As yet, it has not been revealed exactly how the assistant works but Simpson has apparently been teaching it basic commands which render the use of adjectives in headlines and opening paragraphs impossible to execute without an override.
Capital letters in job titles are also understood to be under threat.
As are curiously short paragraphs that add little value but do break up the copy and lead seamlessly into a quote, like this one here: “It’s high time that professional press botherers like myself started to take the impact of Ai more seriously,” Simpson explained.
“The threat to original thought, content and humour is very real.
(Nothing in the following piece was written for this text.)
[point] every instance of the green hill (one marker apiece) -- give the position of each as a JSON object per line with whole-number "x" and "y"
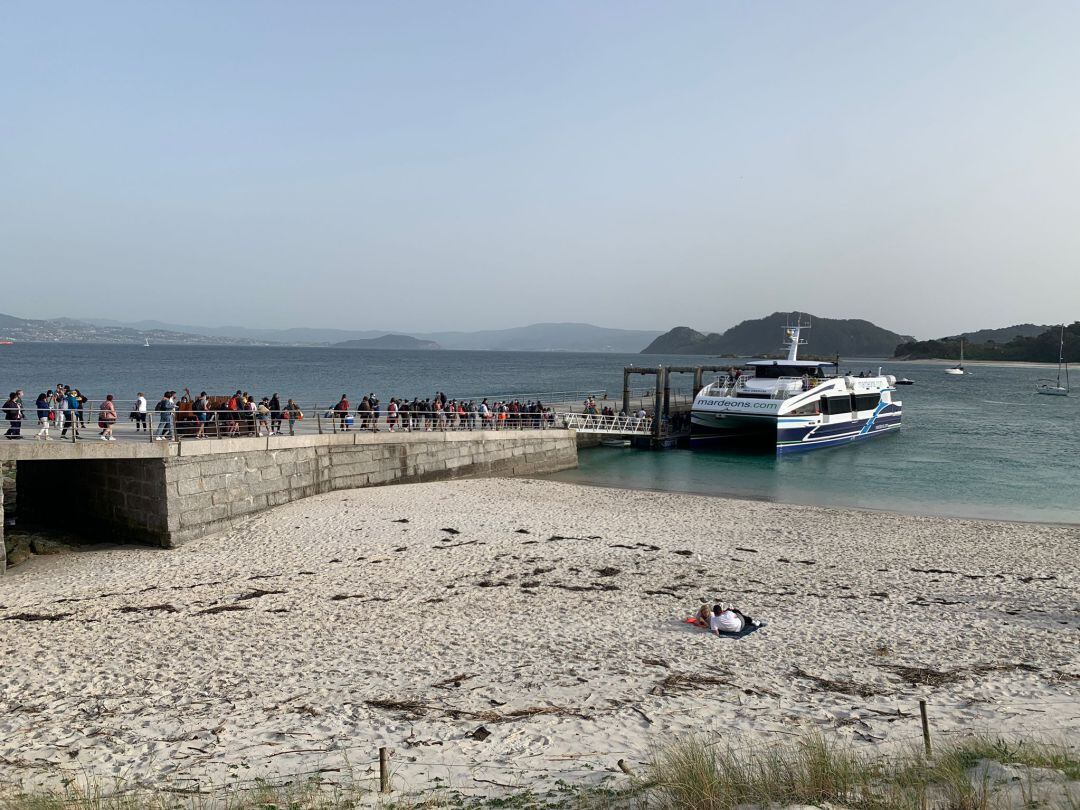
{"x": 764, "y": 336}
{"x": 388, "y": 341}
{"x": 1042, "y": 348}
Meanwhile, the impact of that on being able to build a brand that people can actually be bothered to take at least casual notice of is as palpable as the content is pulpable.”
Beta-testing of “Pepe” in a controlled environment has already produced promising results, with helpful suggestions from the system including: “Hey! It looks like you’re writing a press release,” “Try a quote that doesn’t mention being DELIGHTED” and “Please don’t use the photo of you shaking hands below the company logo.”
Early adopters of Pepe can get a trial account by using the code AFool.